Let $R$ be a commutative rings with unity such that $\langle a, b, c \rangle = 1$. Then show that $\langle a^{15}, b^{16}, c^{17} \rangle = 1$.
If I work in $\mathbb{Z}$, I can argue(due to prime factorisation) that gcd has not changed. But for general ring, I have no clue on how to begin with. One idea which I though of is to write $$xa + yb + zc = 1$$ and multiply it $n$-times so that I could get appropriate $a^n$ terms, but the problem with this approach is that there are cross terms which needed to be taken care.
Your intuition is good. Moreover, if you raise your equation to a high enough power, all the cross terms will end up in the ideal generated by $\{a^{15},b^{16},c^{17}\}$.

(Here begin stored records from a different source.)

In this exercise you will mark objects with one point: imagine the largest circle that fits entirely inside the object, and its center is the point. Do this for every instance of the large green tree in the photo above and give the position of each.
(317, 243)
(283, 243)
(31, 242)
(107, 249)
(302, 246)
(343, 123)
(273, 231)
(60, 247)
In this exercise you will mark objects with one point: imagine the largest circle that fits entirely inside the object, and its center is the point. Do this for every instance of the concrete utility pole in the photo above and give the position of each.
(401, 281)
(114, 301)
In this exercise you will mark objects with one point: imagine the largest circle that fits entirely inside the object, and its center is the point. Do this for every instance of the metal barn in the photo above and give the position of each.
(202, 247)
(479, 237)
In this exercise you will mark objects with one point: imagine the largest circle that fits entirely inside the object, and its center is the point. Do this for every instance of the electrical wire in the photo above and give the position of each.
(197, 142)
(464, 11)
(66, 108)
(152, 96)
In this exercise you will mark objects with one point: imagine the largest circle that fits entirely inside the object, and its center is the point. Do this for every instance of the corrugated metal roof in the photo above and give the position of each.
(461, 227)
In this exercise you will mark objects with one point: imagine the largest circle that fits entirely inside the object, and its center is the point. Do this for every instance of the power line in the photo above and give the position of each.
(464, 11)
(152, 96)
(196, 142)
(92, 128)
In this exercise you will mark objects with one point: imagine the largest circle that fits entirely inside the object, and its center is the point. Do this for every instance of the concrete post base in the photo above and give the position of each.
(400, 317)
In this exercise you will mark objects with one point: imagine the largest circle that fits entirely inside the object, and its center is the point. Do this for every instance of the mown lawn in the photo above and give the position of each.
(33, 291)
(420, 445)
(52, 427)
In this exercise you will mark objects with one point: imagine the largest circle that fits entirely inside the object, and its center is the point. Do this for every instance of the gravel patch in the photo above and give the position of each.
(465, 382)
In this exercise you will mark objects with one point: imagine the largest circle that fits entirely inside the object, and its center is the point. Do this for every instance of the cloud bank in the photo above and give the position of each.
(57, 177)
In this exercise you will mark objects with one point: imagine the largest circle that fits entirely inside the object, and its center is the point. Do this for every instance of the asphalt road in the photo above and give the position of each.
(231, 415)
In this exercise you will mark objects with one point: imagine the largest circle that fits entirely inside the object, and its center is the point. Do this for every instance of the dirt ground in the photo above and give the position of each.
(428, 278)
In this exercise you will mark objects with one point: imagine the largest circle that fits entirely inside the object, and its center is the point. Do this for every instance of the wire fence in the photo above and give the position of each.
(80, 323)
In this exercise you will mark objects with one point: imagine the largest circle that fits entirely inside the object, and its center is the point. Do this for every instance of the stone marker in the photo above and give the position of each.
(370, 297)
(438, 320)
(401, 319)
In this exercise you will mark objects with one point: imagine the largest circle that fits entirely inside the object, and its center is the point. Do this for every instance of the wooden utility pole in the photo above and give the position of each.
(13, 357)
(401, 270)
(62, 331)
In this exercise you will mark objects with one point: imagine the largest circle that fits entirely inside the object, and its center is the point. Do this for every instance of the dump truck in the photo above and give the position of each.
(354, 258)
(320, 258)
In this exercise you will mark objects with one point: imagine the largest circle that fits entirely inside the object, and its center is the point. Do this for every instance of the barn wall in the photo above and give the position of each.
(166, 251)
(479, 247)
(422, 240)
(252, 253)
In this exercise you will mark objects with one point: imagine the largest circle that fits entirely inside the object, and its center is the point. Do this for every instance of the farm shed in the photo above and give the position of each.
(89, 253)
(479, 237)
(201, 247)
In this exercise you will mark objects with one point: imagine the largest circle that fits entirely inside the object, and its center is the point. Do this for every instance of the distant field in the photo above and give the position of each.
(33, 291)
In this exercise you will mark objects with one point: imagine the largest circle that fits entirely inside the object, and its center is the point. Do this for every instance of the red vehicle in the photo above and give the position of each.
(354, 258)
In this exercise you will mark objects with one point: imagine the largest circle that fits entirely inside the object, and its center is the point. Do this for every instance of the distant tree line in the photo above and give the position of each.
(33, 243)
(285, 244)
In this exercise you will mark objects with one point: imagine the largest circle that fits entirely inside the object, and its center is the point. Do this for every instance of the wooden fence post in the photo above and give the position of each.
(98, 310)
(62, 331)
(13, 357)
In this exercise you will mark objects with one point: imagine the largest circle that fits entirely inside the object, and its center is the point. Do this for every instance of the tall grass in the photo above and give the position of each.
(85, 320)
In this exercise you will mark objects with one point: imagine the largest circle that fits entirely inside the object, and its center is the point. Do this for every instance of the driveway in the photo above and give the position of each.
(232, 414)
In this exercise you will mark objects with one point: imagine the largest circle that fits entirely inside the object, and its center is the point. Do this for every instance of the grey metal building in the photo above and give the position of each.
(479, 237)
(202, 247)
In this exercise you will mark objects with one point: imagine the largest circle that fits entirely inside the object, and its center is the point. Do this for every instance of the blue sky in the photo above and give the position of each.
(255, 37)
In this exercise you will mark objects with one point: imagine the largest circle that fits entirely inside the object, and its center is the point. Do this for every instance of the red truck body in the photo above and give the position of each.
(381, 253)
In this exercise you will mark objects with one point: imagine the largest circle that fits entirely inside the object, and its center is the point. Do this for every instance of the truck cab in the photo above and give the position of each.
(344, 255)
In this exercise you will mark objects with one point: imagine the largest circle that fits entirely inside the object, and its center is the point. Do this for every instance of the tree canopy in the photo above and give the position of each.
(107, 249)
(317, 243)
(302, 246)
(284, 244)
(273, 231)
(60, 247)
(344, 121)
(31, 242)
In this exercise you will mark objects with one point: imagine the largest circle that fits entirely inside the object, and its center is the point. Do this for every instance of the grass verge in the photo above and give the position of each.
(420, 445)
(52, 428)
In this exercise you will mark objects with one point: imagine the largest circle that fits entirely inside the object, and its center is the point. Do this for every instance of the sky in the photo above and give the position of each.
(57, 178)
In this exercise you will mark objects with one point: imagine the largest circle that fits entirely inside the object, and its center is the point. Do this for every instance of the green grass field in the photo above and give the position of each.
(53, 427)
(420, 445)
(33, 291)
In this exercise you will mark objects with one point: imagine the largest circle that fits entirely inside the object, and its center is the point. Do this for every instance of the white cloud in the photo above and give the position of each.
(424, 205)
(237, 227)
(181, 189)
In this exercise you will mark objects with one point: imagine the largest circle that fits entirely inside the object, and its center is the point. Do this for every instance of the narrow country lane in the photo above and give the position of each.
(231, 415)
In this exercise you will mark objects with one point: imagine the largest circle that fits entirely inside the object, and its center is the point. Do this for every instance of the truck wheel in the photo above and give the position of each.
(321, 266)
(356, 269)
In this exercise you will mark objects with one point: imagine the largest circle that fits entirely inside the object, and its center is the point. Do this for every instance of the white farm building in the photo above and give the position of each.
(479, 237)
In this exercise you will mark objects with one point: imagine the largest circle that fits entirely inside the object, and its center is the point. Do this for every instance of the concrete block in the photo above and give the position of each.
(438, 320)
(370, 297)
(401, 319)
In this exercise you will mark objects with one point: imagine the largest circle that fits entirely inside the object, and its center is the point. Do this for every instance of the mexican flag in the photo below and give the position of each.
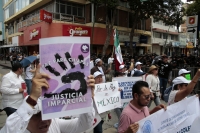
(117, 47)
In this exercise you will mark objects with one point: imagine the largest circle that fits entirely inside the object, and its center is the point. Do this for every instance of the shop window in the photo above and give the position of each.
(157, 35)
(165, 36)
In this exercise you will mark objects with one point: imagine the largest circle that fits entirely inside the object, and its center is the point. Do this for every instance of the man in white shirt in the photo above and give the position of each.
(138, 66)
(11, 89)
(27, 119)
(99, 67)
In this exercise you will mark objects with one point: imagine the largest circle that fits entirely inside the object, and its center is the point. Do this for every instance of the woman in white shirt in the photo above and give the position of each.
(154, 84)
(28, 77)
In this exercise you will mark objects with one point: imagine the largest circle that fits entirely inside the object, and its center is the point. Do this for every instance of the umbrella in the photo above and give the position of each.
(28, 60)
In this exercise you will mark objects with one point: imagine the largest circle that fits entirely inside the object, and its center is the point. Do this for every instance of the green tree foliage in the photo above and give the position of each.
(111, 10)
(164, 10)
(193, 9)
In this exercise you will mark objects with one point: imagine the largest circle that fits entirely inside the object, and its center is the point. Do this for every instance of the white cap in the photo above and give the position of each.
(121, 66)
(97, 73)
(97, 60)
(180, 80)
(138, 63)
(183, 71)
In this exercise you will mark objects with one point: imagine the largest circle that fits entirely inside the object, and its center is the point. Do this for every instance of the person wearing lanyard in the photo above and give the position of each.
(137, 108)
(99, 67)
(154, 84)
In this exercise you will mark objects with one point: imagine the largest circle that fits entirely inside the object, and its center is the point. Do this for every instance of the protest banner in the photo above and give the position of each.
(178, 118)
(67, 61)
(107, 96)
(126, 84)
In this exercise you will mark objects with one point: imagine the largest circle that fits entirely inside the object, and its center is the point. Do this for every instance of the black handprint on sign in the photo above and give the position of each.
(61, 63)
(81, 59)
(52, 70)
(68, 56)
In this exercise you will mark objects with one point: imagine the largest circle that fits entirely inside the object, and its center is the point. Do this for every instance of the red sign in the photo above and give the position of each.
(70, 30)
(191, 20)
(45, 16)
(35, 34)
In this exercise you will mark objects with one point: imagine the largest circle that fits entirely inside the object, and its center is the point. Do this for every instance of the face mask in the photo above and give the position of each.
(187, 76)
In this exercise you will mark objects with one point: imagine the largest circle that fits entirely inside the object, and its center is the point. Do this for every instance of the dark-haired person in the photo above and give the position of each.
(137, 108)
(12, 92)
(182, 88)
(27, 118)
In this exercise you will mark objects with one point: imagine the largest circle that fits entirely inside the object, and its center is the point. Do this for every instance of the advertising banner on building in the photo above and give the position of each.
(72, 30)
(35, 34)
(67, 61)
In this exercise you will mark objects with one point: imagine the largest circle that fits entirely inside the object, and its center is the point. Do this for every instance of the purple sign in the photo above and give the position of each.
(67, 61)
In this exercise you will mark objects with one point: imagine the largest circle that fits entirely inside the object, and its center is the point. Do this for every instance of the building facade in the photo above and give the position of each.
(24, 25)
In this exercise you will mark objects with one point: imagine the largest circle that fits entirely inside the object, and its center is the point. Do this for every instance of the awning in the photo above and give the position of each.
(16, 34)
(190, 45)
(143, 45)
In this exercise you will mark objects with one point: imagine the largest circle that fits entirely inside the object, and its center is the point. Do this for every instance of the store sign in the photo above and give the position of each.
(46, 16)
(35, 34)
(69, 30)
(143, 39)
(183, 40)
(176, 44)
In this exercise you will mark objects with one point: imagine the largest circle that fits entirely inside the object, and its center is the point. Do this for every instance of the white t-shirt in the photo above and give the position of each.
(172, 96)
(28, 74)
(132, 72)
(110, 60)
(154, 82)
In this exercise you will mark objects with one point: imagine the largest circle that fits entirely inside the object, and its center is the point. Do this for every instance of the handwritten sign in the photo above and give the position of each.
(107, 96)
(178, 118)
(126, 84)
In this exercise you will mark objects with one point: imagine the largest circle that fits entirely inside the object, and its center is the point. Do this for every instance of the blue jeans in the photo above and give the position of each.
(99, 127)
(29, 85)
(163, 85)
(9, 110)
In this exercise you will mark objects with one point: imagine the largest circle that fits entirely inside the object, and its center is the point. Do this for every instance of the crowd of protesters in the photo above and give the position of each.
(27, 118)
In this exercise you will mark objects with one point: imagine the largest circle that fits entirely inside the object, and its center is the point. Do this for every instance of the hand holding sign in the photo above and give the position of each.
(133, 128)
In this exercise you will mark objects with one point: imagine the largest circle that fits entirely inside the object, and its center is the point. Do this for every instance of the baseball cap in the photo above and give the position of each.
(138, 73)
(97, 73)
(97, 60)
(121, 66)
(180, 80)
(138, 63)
(183, 71)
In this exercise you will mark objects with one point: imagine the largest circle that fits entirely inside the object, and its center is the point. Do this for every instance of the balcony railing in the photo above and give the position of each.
(56, 16)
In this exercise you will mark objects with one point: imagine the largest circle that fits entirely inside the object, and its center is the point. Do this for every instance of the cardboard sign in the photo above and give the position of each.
(107, 96)
(178, 118)
(67, 61)
(126, 84)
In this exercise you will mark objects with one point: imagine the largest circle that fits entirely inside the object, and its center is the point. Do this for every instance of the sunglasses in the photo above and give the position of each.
(146, 96)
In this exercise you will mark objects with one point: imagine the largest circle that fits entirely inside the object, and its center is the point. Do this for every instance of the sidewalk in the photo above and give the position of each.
(5, 63)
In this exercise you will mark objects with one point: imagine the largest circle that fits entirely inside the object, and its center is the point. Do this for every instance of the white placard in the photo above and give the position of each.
(178, 118)
(107, 96)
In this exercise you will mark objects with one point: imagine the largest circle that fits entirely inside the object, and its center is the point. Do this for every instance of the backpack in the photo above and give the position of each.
(166, 94)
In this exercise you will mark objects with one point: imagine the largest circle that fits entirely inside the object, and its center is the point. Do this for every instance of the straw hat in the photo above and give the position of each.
(152, 68)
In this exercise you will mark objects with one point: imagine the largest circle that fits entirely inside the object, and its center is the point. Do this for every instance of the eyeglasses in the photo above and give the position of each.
(146, 96)
(184, 84)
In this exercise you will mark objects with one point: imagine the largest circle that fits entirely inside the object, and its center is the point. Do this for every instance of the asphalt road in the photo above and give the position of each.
(108, 126)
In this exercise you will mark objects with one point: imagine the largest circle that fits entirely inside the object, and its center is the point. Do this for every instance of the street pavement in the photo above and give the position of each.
(108, 126)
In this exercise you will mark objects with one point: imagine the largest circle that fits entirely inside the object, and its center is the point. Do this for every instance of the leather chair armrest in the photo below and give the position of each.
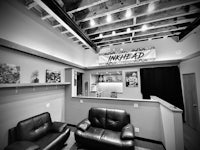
(59, 126)
(84, 125)
(22, 145)
(128, 132)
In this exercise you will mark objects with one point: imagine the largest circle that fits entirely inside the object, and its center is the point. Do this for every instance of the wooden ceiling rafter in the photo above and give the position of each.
(144, 36)
(48, 17)
(169, 18)
(86, 4)
(143, 14)
(115, 10)
(147, 22)
(137, 30)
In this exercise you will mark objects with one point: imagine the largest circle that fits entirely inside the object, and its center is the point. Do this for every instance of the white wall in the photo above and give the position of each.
(192, 66)
(166, 49)
(128, 92)
(20, 26)
(20, 103)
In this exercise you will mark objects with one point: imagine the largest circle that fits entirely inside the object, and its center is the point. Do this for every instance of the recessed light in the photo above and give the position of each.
(101, 35)
(144, 27)
(92, 23)
(128, 13)
(108, 18)
(128, 29)
(113, 32)
(151, 7)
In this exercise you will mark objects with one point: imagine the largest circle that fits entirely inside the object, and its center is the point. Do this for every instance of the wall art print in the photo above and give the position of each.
(131, 79)
(9, 73)
(53, 76)
(35, 77)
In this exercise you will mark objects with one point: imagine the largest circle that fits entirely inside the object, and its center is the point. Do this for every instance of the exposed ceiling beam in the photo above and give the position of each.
(153, 27)
(143, 36)
(118, 17)
(86, 4)
(189, 29)
(117, 26)
(54, 9)
(112, 7)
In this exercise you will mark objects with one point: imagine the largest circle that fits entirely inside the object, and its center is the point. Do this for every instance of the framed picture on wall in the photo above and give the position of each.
(53, 76)
(9, 73)
(131, 79)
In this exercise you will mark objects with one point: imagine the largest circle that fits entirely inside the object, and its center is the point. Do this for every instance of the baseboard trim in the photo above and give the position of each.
(72, 125)
(150, 140)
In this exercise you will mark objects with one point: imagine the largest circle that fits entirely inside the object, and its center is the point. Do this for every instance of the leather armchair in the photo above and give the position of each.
(38, 133)
(106, 129)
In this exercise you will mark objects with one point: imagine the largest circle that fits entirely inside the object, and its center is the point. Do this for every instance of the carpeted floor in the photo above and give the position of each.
(140, 145)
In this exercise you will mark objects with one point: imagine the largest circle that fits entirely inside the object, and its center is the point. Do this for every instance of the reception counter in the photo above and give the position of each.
(153, 118)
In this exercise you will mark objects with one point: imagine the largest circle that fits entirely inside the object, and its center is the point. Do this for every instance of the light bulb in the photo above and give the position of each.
(113, 32)
(144, 28)
(128, 13)
(109, 18)
(101, 35)
(128, 29)
(151, 7)
(92, 23)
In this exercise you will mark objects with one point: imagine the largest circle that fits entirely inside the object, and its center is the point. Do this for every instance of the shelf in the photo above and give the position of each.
(111, 82)
(33, 84)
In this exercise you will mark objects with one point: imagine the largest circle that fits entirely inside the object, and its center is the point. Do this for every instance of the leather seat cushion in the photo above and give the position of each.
(51, 140)
(97, 117)
(116, 119)
(33, 128)
(90, 138)
(111, 140)
(22, 145)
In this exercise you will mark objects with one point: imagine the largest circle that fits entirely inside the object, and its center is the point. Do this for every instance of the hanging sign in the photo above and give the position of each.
(124, 57)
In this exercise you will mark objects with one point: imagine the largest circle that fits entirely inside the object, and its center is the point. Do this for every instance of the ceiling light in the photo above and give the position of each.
(101, 35)
(92, 23)
(128, 29)
(108, 18)
(128, 13)
(113, 32)
(151, 8)
(144, 28)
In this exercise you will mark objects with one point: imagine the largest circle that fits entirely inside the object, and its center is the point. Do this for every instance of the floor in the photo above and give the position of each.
(191, 138)
(140, 145)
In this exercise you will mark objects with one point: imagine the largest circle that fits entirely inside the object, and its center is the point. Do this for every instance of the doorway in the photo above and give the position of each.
(191, 102)
(79, 83)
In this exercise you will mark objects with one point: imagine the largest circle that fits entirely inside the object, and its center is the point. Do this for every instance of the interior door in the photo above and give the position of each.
(191, 103)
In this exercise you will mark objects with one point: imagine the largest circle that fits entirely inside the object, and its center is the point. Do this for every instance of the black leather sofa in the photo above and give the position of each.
(38, 133)
(106, 129)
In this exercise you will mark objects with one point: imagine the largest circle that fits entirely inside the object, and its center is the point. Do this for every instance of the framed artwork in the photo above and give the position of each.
(53, 76)
(35, 77)
(9, 73)
(131, 79)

Specifically, by the binomial theorem, you can write $$1=(xa+yb+zc)^{n}=\sum_{i+j+k=n}\left(x^iy^jz^k{n\choose k}{i+j\choose i}\right)a^ib^jc^k.$$ Let's ignore the coefficient, and focus on the monomial in $a,\,b$ and $c$. Note that if $n\geq 15+16+17$, then in every summand here, at least one of the following holds: $i\geq 15$ or $j\geq 16$ or $k\geq 17$. Thus, you could factor at least one of $a^{15}$ or $b^{16}$ or $c^{17}$ from each summand and then collect these terms to get some linear combination of them summing to $1$. Thus, just raise your equation to the power of $15+16+17=48$, and you're done!